Ce leadership régional assumé par une ex -« municipalité de banlieue » s’accompagne, il va de soi , de lourdes responsabilités. Le Service de Saint-Charles doit assurer une sécurité complète. Les municipalités desservies assurent de leur côté la formation et la présence permanente de pompiers locaux ainsi que l’achat d’un équipement minimal pour incendies mineurs. À Saint-Thomas par exemple, neuf jeunes pompiers ont été formés et attendent minuit le 31 décembre prochain, pour entrer en action…si incendie il y a. On ne le souhaite évidemment pas aux citoyens thomassiens. Ils seront cependant 13 sapeurs au lieu de 9 à la fin de 2009. Advenant un incendie majeur, les pompiers de Saint-Charles et des alentours viennent promptement en renfort. Saint-Thomas a dû investir : une caserne sur la 158 et un camion autopompe des plus modernes en plus des cachets aux pompiers à temps partiel. Le maire René Vincent est bien content de son coup. Le Service de Saint-Charles reste le gestionnaire de la prévention, de la protection civile, de l’éducation au public et de l’émission de permis pour le « brûlage ».

Les jeunes pompiers à temps partiel de Saint-Thomas qui travaillent tous ailleurs, ont des « yeux qui pettent le feu » selon le conseiller Jean-Marc Harnois.
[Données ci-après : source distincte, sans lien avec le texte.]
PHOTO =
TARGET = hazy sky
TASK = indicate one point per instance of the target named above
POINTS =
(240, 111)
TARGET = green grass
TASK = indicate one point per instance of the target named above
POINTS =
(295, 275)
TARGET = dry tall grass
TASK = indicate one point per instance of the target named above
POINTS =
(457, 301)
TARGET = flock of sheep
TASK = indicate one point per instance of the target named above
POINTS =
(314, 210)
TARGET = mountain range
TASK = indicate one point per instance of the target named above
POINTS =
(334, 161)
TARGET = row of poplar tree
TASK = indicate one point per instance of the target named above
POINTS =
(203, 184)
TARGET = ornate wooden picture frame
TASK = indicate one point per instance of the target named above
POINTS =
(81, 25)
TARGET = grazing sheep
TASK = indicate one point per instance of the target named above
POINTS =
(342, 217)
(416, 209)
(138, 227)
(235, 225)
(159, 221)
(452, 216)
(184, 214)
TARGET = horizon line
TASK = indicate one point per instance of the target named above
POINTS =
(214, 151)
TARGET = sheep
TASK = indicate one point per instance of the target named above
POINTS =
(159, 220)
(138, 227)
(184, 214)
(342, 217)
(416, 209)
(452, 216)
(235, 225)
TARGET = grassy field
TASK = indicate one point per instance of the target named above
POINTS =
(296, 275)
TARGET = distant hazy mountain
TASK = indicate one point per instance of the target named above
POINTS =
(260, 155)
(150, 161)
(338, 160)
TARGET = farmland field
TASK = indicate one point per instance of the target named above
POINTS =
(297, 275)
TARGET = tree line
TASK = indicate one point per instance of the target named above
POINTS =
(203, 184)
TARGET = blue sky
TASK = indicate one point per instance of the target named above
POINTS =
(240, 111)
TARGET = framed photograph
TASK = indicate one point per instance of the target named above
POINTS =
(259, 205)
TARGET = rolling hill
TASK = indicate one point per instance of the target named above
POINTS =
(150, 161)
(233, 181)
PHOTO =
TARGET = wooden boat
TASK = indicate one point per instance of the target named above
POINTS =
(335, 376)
Ils se sentent utiles dans une société qui leur fait confiance et rêvent de jouer un rôle de premier plan dans la vie de leurs concitoyens. Il y a là, à n’en point douter, toute une dynamique locale nouvelle, soutenue et assistée par des confrères de même statut en région. À la condition expresse que la sécurité et le service contre les incendies mineurs ou majeurs soient efficaces et « économiquement rentables », on ne peut certes pas être contre la vertu.

On verra bien à l’usure. Y a pas encore le feu.